Mathias Chauchat said referendum voters were made to believe that with yesterday’s no vote, the provisions of the 1998 Noumea Accord had become void.

The Noumea Accord lapsed with yesterday’s third referendum on full sovereignty.

However, Chauchat told Caledonia TV even after three no votes, the structures created by the Noumea Accord remain in place because their irreversibility is enshrined in the French constitution.

He said the no campaign was selling its supporters a dream of being able to change them like an organic law as it is possible in all other French overseas departments and territories.

But Chauchat said to change Accord provisions, there first needs to be a 60 percent majority in both the National Assembly and the Senate to alter the constitution, which in the current political situation is difficult.

He said the provisions cover the entire political construct, including the make-up of the electoral roll, of the assemblies and the collegial government as well as the economic re-balancing within the territory.

Chauchat said the French government may claim that the end of the Accord makes it obsolete, but he said this would end up in France’s Constitutional Court, where the pro-independence parties will continue their fight for respect of the Accord.

As a result, he said, New Caledonia is now faced with instability, particularly over plans to open the electoral roll to more recent arrivals from France, who under the Noumea Accord cannot vote in provincial elections.

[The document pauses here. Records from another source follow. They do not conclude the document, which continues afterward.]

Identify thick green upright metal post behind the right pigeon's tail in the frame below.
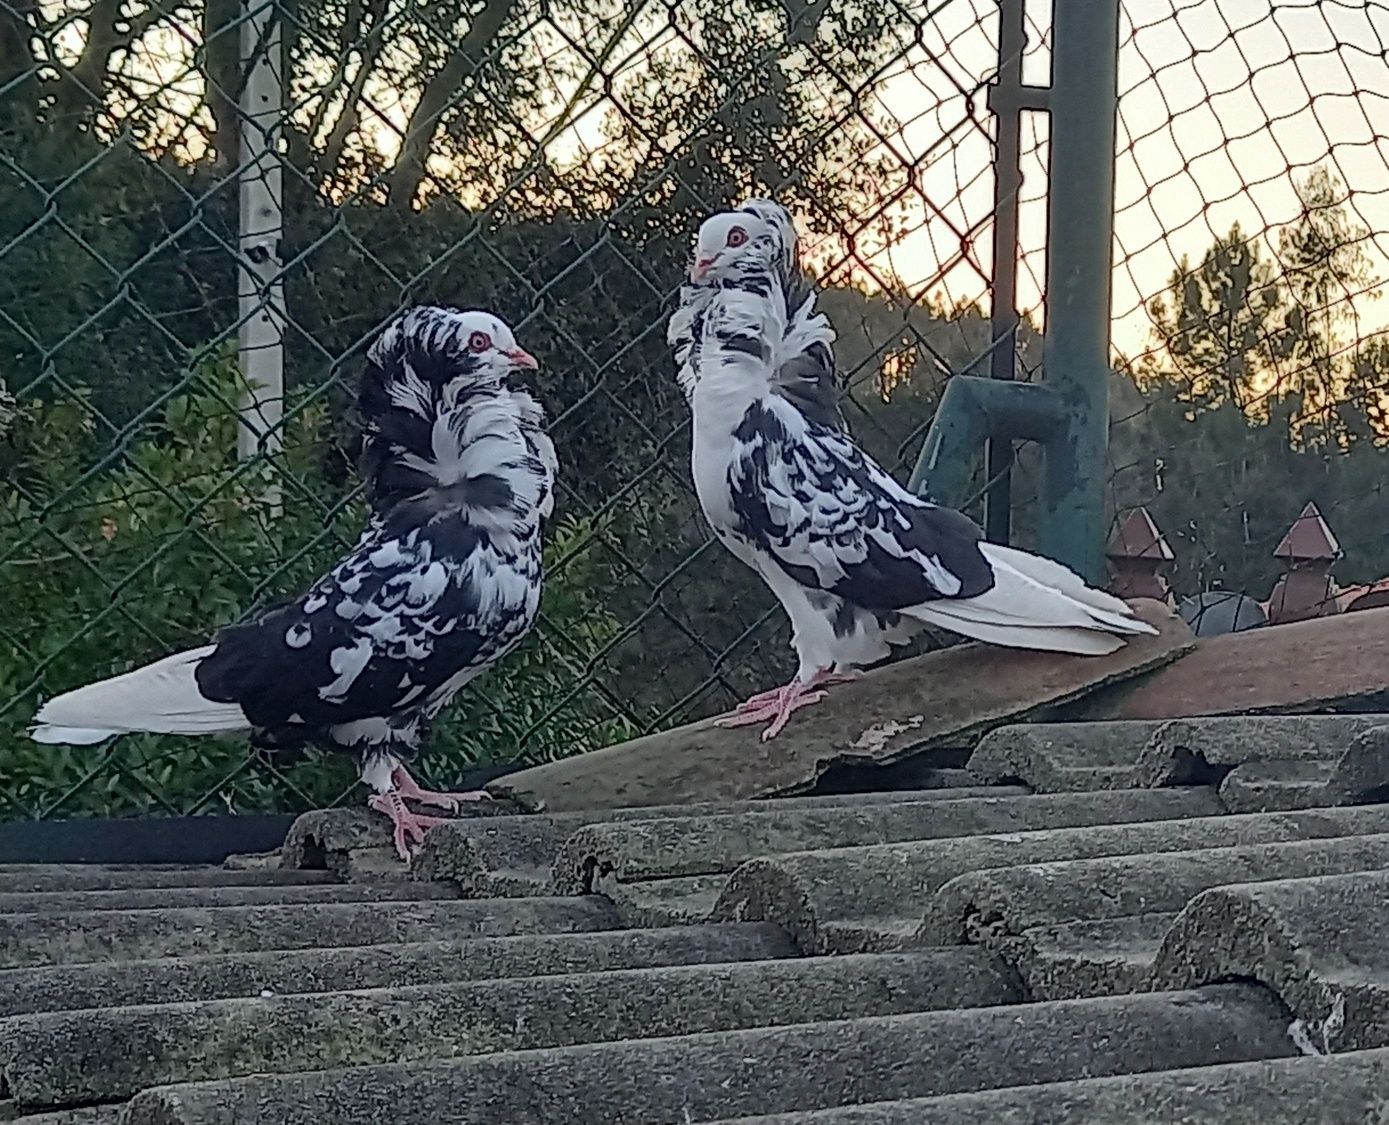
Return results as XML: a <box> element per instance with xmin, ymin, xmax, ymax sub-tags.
<box><xmin>1040</xmin><ymin>0</ymin><xmax>1120</xmax><ymax>583</ymax></box>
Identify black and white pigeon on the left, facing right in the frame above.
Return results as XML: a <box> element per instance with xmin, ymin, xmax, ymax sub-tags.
<box><xmin>32</xmin><ymin>307</ymin><xmax>557</xmax><ymax>861</ymax></box>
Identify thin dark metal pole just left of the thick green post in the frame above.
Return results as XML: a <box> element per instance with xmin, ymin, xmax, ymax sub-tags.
<box><xmin>983</xmin><ymin>0</ymin><xmax>1026</xmax><ymax>543</ymax></box>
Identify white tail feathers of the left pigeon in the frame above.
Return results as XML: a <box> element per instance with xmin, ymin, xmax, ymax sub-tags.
<box><xmin>29</xmin><ymin>644</ymin><xmax>250</xmax><ymax>746</ymax></box>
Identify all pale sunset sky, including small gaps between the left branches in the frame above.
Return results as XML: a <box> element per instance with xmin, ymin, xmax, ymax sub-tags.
<box><xmin>65</xmin><ymin>0</ymin><xmax>1389</xmax><ymax>356</ymax></box>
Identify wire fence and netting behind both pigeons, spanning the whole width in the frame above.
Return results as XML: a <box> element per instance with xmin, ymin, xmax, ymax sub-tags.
<box><xmin>0</xmin><ymin>0</ymin><xmax>1389</xmax><ymax>818</ymax></box>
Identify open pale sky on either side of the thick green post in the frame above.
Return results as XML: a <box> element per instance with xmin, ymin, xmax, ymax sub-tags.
<box><xmin>822</xmin><ymin>0</ymin><xmax>1389</xmax><ymax>356</ymax></box>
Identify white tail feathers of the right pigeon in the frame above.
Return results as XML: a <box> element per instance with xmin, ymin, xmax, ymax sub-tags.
<box><xmin>903</xmin><ymin>543</ymin><xmax>1157</xmax><ymax>656</ymax></box>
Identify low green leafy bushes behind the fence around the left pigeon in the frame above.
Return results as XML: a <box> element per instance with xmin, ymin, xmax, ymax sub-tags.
<box><xmin>0</xmin><ymin>354</ymin><xmax>635</xmax><ymax>815</ymax></box>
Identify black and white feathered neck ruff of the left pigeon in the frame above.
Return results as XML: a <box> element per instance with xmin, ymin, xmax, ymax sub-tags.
<box><xmin>357</xmin><ymin>307</ymin><xmax>553</xmax><ymax>511</ymax></box>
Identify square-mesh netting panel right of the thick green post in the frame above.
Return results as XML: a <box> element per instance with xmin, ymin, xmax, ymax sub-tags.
<box><xmin>1110</xmin><ymin>0</ymin><xmax>1389</xmax><ymax>628</ymax></box>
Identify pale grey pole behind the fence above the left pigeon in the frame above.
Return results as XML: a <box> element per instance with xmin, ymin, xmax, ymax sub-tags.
<box><xmin>236</xmin><ymin>0</ymin><xmax>285</xmax><ymax>457</ymax></box>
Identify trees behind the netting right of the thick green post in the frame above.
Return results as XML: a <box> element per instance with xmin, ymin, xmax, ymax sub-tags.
<box><xmin>1110</xmin><ymin>169</ymin><xmax>1389</xmax><ymax>597</ymax></box>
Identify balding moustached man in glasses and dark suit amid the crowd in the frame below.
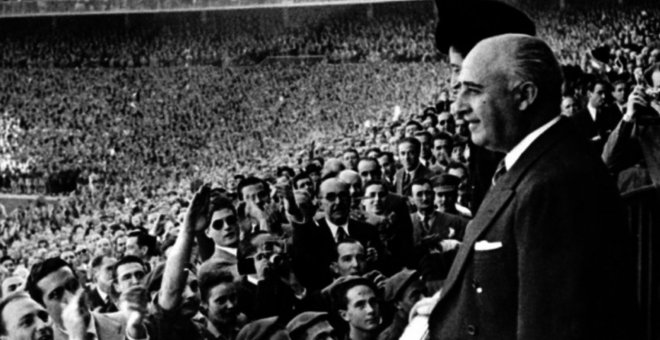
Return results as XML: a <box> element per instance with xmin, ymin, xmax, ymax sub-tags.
<box><xmin>291</xmin><ymin>177</ymin><xmax>382</xmax><ymax>289</ymax></box>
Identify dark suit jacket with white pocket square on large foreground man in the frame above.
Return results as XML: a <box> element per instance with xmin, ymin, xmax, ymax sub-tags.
<box><xmin>429</xmin><ymin>119</ymin><xmax>637</xmax><ymax>340</ymax></box>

The French supervisor of New Caledonia’s third and last independence referendum says the high level of abstention has had no impact on the sincerity of the vote.

Presenting the official result, Francis Lamy said the rules don’t make voting mandatory and there is no minimum participation required.

Turnout was 43.9 percent, down from almost 86 percent last year, following a boycott by the pro-independence camp.

96.5 percent voted against independence.

Lamy also said there has been no significant irregularity and polling was calm.

His assessment was based on reports from more than 250 magistrates and officials deployed to polling stations territory-wide.